Moving to a new topic, you can define *functions* as *values*. Here we create a separate filter function that we pass as an argument to the filter method. Previously we used an *anonymous function*. Note that `filterFunc` is a value that's a function of type `String` to `Boolean`.

In [9]:
val filterFunc: String => Boolean =
    (s:String) => s.contains("god") || s.contains("christ")

filterFunc = > Boolean = <function1>


<function1>

The following more concise form is equivalent, due to *type inference* of the argument's type:

In [10]:
val filterFunc: String => Boolean =
    s => s.contains("god") || s.contains("christ")

filterFunc = > Boolean = <function1>


<function1>

Now use the filter to find all the `sin` verses that also mention God or Christ, then count them.

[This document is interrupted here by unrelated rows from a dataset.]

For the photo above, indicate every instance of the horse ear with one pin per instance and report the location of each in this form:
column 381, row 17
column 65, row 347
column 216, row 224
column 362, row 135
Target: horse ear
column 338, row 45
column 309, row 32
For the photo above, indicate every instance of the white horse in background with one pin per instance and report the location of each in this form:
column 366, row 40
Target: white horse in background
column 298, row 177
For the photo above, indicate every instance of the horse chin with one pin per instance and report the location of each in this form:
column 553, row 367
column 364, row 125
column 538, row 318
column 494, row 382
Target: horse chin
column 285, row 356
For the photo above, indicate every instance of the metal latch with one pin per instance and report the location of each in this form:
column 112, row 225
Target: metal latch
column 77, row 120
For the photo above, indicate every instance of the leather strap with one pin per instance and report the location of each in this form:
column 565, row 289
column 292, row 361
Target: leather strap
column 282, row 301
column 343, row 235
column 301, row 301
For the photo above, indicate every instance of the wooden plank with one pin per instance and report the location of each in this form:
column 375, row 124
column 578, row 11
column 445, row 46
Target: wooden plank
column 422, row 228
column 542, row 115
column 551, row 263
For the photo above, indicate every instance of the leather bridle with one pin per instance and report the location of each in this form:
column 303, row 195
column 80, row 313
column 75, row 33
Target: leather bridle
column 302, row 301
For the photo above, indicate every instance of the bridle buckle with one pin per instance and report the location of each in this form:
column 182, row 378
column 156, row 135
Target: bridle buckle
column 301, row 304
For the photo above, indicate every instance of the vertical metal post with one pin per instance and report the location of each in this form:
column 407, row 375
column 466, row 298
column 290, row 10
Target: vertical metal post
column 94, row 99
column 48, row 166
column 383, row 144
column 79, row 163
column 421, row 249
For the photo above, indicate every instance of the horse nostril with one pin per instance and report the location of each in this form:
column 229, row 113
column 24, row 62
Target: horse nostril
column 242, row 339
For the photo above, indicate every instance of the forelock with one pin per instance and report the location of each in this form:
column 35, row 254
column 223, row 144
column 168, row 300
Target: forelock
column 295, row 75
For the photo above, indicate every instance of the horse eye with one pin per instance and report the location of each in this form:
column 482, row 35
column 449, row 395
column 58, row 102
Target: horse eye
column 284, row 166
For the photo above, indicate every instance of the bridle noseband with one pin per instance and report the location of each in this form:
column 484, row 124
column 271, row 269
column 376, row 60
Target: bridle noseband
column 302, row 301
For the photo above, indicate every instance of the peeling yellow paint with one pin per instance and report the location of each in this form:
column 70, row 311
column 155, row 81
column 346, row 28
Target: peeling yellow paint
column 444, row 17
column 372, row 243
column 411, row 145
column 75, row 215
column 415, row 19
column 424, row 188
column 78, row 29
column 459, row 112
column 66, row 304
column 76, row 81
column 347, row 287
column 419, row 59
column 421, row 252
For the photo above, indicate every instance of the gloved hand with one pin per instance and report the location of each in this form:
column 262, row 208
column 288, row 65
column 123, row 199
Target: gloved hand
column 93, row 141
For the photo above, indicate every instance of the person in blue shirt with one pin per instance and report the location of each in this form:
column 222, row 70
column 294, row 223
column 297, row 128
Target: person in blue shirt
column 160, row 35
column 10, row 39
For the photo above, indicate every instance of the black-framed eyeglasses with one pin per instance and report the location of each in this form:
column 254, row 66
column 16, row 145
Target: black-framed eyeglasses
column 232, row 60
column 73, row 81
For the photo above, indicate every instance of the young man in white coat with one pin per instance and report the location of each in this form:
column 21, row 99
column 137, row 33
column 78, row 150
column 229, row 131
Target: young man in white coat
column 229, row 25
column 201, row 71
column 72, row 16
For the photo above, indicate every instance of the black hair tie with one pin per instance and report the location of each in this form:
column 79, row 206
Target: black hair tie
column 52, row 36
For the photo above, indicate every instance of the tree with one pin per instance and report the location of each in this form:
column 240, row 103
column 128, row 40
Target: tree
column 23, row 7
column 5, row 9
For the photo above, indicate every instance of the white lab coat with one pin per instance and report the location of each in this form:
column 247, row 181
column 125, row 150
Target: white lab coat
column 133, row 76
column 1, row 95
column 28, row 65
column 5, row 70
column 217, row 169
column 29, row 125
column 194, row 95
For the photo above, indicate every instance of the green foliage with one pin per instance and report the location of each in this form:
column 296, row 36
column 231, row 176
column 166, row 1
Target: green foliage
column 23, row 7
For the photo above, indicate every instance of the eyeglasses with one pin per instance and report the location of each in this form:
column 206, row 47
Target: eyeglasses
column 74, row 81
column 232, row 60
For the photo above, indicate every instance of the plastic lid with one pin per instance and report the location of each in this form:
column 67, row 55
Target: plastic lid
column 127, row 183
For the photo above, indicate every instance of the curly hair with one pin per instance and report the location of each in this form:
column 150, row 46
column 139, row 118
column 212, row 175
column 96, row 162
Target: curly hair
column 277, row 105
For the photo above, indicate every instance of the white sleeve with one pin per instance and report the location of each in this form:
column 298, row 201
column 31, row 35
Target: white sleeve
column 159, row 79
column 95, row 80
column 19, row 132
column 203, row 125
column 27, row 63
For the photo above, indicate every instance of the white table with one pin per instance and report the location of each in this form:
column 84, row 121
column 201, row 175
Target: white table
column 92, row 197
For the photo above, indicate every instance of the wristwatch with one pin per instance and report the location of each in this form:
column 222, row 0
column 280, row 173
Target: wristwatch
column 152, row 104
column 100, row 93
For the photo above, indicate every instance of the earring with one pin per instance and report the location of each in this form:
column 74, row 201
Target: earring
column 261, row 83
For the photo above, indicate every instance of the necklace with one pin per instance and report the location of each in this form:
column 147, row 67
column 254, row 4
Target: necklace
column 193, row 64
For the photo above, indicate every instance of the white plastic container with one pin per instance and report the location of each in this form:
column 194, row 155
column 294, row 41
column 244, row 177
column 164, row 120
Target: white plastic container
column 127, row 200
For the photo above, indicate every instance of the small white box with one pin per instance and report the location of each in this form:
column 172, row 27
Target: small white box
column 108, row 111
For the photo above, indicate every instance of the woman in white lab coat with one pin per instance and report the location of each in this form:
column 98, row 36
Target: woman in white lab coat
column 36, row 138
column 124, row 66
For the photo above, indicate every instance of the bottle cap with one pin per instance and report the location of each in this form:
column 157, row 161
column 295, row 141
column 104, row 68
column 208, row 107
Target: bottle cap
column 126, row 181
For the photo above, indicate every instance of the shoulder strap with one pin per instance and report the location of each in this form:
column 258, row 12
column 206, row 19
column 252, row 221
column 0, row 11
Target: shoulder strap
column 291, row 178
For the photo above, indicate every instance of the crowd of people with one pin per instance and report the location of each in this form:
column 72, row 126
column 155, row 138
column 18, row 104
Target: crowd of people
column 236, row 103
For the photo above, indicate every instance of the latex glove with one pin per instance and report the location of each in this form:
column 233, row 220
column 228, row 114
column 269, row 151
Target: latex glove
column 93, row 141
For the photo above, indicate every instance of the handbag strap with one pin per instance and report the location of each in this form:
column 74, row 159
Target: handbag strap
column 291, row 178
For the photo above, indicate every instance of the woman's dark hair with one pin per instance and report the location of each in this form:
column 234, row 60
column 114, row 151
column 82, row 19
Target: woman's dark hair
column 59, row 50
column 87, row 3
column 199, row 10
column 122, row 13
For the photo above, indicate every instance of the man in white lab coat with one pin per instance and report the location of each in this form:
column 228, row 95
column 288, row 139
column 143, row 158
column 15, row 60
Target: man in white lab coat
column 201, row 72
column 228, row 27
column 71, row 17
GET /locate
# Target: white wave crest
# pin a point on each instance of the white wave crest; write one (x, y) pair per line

Note that this time, we drop the "punctuation" in the first line (the comment shows what we dropped), and we drop the parentheses after "count". Parentheses can be omitted when methods take no arguments.

In [11]:
val sinsPlusGodOrChrist  = sins filter filterFunc // same as: sins.filter(filterFunc)
val countPlusGodOrChrist = sinsPlusGodOrChrist.count

sinsPlusGodOrChrist = MapPartitionsRDD[4] at filter at <console>:33
countPlusGodOrChrist = 240


240

Finally, let's do _Word Count_, where we load a corpus of documents, tokenize them into words and count the occurrences of all the words.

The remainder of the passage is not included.